Denoising Vision Transformers

We delve into a nuanced but significant challenge inherent to Vision Transformers (ViTs): feature maps of these models exhibit grid-like artifacts, which detrimentally hurt the performance of ViTs in downstream tasks. Our investigations trace this fundamental issue down to the positional embeddings at the input stage. To address this, we propose a novel noise model, which is universally applicable to all ViTs. Specifically, the noise model dissects ViT outputs into three components: a semantics term free from noise artifacts and two artifact-related terms that are conditioned on pixel locations. Such a decomposition is achieved by enforcing cross-view feature consistency with neural fields in a per-image basis. This per-image optimization process extracts artifact-free features from raw ViT outputs, providing clean features for offline applications. Expanding the scope of our solution to support online functionality, we introduce a learnable denoiser to predict artifact-free features directly from unprocessed ViT outputs, which shows remarkable generalization capabilities to novel data without the need for per-image optimization. Our two-stage approach, termed Denoising Vision Transformers (DVT), does not require re-training existing pre-trained ViTs and is immediately applicable to any Transformer-based architecture. We evaluate our method on a variety of representative ViTs (DINO, MAE, DeiT-III, EVA02, CLIP, DINOv2, DINOv2-reg). Extensive evaluations demonstrate that our DVT consistently and significantly improves existing state-of-the-art general-purpose models in semantic and geometric tasks across multiple datasets (e.g., +3.84 mIoU). We hope our study will encourage a re-evaluation of ViT design, especially regarding the naive use of positional embeddings.

翻译：我们深入探讨了视觉变压器（Vision Transformers, ViTs）中一个细微但重要的挑战：这些模型的特征图呈现出网格状伪影，这对ViT在下游任务中的性能造成不利影响。我们的研究将这一根本问题追溯至输入阶段的位置嵌入。
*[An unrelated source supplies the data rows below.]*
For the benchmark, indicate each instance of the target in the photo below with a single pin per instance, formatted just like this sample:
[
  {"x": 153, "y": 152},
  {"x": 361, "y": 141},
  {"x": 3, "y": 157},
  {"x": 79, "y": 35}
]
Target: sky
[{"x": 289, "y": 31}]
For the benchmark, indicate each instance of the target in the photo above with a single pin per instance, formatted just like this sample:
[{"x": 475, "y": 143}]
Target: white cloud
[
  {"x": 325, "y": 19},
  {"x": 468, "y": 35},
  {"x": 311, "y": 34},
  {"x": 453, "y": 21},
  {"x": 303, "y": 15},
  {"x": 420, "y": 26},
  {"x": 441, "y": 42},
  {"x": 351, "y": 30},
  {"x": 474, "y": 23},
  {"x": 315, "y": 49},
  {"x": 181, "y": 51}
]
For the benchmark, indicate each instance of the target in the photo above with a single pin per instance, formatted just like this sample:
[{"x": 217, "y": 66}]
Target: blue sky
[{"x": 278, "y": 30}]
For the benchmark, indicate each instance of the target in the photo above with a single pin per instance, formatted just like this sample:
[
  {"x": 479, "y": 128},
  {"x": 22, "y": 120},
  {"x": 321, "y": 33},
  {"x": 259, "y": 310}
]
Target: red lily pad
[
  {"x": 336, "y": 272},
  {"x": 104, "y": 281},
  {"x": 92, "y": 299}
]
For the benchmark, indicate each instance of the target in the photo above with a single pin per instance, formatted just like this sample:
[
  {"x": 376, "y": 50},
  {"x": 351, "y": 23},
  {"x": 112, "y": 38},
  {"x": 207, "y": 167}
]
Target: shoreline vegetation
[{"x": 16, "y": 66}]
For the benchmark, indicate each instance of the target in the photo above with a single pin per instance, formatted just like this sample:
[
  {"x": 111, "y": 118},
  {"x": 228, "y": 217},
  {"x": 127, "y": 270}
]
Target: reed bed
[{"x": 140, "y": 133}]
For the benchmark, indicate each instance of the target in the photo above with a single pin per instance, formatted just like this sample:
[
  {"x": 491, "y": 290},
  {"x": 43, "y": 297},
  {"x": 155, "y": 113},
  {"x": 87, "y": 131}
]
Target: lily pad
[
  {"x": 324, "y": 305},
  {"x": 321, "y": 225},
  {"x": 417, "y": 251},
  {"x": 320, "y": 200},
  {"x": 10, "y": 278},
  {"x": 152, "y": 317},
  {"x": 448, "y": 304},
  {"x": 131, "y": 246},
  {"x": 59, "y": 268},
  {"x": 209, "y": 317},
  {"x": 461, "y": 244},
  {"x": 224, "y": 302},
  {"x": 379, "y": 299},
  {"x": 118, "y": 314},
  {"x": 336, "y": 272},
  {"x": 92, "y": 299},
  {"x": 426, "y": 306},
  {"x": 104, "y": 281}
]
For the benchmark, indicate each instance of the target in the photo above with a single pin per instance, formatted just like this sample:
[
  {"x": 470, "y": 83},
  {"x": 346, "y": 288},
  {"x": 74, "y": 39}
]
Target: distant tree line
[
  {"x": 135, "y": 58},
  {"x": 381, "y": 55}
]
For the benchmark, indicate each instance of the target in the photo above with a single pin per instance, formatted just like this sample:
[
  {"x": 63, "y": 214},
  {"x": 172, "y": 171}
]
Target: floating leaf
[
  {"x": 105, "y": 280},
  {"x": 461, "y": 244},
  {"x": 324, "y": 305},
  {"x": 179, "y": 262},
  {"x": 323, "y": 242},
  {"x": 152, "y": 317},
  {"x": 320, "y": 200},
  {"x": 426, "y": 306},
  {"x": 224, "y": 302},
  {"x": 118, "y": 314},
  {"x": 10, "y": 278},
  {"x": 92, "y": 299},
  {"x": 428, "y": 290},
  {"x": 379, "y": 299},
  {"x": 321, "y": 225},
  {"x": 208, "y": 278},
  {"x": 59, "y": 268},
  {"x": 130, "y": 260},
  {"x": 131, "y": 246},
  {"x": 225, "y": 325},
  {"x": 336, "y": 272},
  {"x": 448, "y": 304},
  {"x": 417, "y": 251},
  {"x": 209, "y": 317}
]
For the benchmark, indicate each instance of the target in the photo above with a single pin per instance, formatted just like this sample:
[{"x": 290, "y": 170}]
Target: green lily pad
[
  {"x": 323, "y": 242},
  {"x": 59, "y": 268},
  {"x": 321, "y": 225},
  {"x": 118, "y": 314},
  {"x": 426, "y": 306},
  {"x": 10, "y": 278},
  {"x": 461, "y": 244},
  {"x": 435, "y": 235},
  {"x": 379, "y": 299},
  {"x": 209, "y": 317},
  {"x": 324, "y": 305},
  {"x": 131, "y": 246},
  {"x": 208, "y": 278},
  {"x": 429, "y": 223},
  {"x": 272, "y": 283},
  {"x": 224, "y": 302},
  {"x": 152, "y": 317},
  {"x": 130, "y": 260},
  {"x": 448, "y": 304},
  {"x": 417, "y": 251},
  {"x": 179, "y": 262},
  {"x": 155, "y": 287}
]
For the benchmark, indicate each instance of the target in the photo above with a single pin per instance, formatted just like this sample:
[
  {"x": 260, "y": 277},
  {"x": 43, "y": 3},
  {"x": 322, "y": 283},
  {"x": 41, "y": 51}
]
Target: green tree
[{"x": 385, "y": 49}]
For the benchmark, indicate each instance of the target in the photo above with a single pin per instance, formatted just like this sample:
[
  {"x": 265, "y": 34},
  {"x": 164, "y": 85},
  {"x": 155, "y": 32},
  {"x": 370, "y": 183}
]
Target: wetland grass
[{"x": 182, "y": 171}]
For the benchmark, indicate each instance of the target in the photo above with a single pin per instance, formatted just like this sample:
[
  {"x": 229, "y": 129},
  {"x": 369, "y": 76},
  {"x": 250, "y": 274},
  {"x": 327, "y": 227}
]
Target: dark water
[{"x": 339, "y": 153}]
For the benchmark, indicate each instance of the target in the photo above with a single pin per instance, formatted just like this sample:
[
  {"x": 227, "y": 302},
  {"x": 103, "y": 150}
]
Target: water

为解决此问题，我们提出了一种对所有ViT普遍适用的新型噪声模型。具体而言，该噪声模型将ViT输出分解为三个部分：一个无噪声伪影的语义项，以及两个与像素位置相关的伪影项。这种分解通过在每张图像上利用神经场强制视图间特征一致性来实现。这种逐张图像优化过程从原始ViT输出中提取无伪影特征，为离线应用提供干净的特征。为扩展解决方案以支持在线功能，我们引入了一个可学习的去噪器，直接从未处理的ViT输出中预测无伪影特征，展现出对新颖数据的显著泛化能力，无需逐张图像优化。我们的两阶段方法称为去噪视觉变压器（Denoising Vision Transformers, DVT），无需重新训练现有的预训练ViT，即可立即应用于任何基于Transformer的架构。我们在多种代表性ViT（DINO、MAE、DeiT-III、EVA02、CLIP、DINOv2、DINOv2-reg）上评估了我们的方法。大量评估表明，我们的DVT在多个数据集的语义和几何任务上持续且显著地提升了现有最先进通用模型的性能（例如+3.84 mIoU）。我们希望本研究能促使对ViT设计进行重新评估，特别是在位置嵌入的简单使用方面。